Unsightly buildings are costly to remove and affect the budget capacity of the municipal government. Both problems reflect the entrenched poverty of the region and call for funding from a cash-strapped provincial government to address these issues.
Most residents have adequate housing and shelter in the more than 100 communities that make up the CBRM. But because almost all of these communities are rural we are unlikely to encounter homeless people on the roads and streets as we would in Halifax or Saint John.
In many ways, this very real problem is almost invisible to us. For that reason, it is difficult to get accurate numbers as to who is homeless. Despite efforts to get data, most tallies are really only estimates, most of them lower than the reality.
Homelessness is not an everyday topic of discussion in the various communities of the CBRM. It almost never comes up in conversation except among the agencies that confront it, such as Loaves and Fishes, Every Woman's Centre, AIDS Coalition of Cape Breton, Elizabeth Fry Society and the Community Homeless Shelter. Unlike in other Canadian communities, homelessness is something we really don't see very much, even though it's out there.
However, a number of things do seem clear:
the scale of the problem is greater than the public or the government know;
the extent of any increase in homelessness is unpredictable but is related to the general economic decline being experienced throughout Cape Breton;
the provincial government, facing new budget challenges will not consider homelessness a top priority. When politicians are asked, there will be rhetoric and platitudes but no money.
Except for the two shelters within the CBRM, each organization mentioned above are not there specifically to service homeless needs. They encounter it. They deal with it. They service it. But there is no coordinating of these service organizations on the issue of the homeless.
What is needed is a central coordinating linkage of these services to the homeless.

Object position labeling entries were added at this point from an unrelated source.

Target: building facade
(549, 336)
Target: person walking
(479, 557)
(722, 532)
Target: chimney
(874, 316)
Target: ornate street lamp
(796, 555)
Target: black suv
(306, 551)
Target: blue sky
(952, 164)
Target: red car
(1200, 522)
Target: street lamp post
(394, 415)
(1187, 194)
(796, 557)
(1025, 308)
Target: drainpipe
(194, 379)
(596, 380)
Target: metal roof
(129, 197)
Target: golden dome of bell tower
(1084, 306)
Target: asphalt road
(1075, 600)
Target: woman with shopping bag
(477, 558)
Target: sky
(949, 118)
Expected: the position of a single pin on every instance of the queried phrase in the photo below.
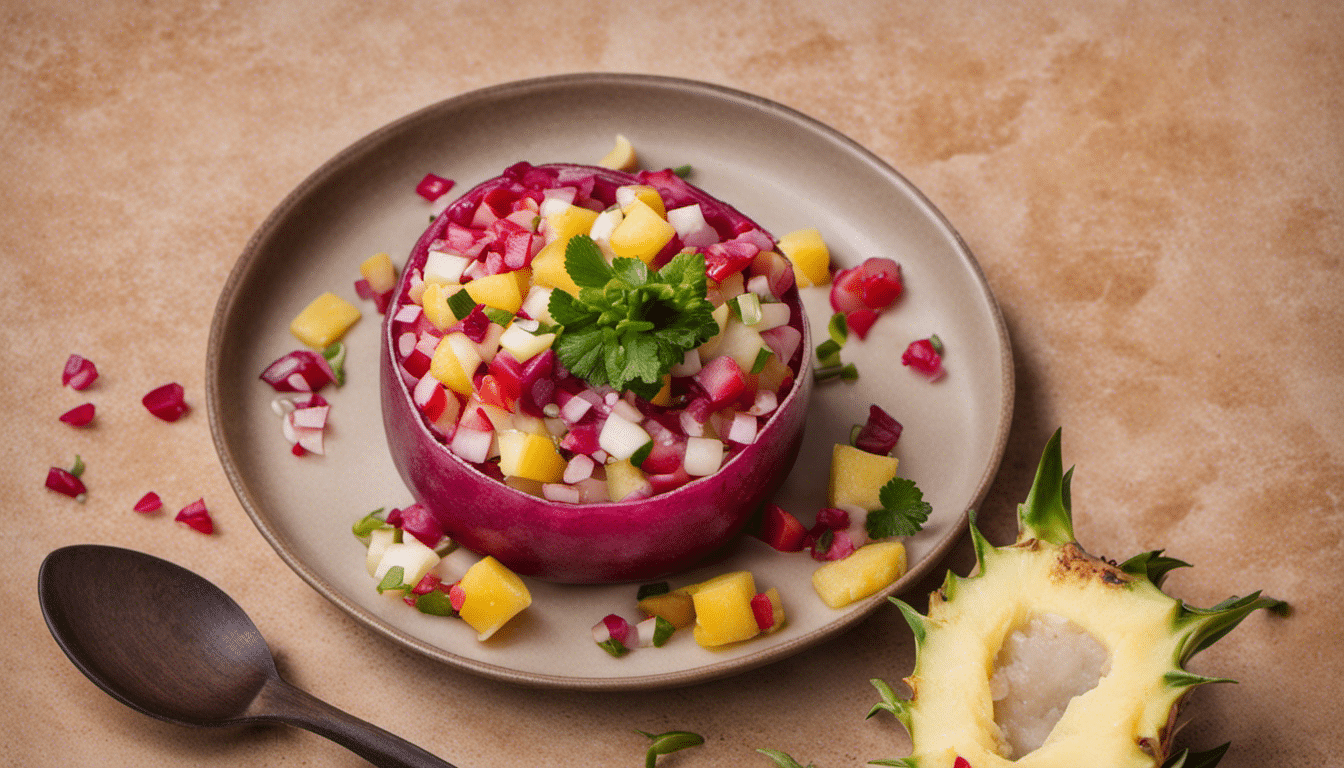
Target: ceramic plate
(778, 167)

The men's shelter is usually at capacity with about 10 beds. Women have less available beds. But the chain of solutions is not as coordinated as it could be.
While the public will often see homelessness as directly related to mental health and drug addiction, it's important to remember that poverty is the usual culprit in most cases. In terms of poverty rates, the CBRM spikes at four per cent higher than the rest of Nova Scotia, and some six per cent higher than all of Canada.

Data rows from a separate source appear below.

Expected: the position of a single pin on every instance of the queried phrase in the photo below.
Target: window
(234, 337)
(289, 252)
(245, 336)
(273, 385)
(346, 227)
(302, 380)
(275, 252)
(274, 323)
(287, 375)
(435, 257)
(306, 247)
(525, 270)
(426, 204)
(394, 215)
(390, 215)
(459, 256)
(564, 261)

Our child poverty rate for those under 18 is over 40 per cent higher than the provincial rate of 21 per cent and nearly 70 per cent higher than the national rate of 18 per cent. Our seniors are particularly vulnerable at 20 per cent, nearly 50 per cent higher than the national rate of 13.4 per cent. Foodbank usage is increasing as a result of COVID-19.
The homeless are vulnerable. They are the people who have no fixed address, and are disconnected from opportunity, money and social supports. Even though Cape Breton has some social advantages for getting others to help us, just getting anywhere is a challenge. Getting to a doctor, a dentist, getting medications or getting to an emergency room is difficult and often not affordable without transportation.

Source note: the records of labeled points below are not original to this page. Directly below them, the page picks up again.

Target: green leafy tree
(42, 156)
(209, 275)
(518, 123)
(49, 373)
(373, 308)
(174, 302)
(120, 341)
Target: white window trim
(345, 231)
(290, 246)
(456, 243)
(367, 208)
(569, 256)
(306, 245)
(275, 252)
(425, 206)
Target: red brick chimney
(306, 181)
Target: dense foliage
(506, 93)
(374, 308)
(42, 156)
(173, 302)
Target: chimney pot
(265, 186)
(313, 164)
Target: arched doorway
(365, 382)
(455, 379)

A growing number of homeless in Nova Scotia are families. Women and children make up a fast-growing segment of those who become homeless. Many of them simply cannot afford to pay rent and buy food on the income they receive from their low-wage jobs or from public assistance.
When politicians are asked there will be platitudes, but little-to-no active commitment. The idea that the provision of shelter is a government responsibility, undertaken out of a community sense of charity is not widely accepted by legislators in Nova Scotia.
But when homeless people are found dead in abandoned buildings it's time to take political action.
Dr. Jim Guy is an author and professor emeritus of political science at Cape Breton University.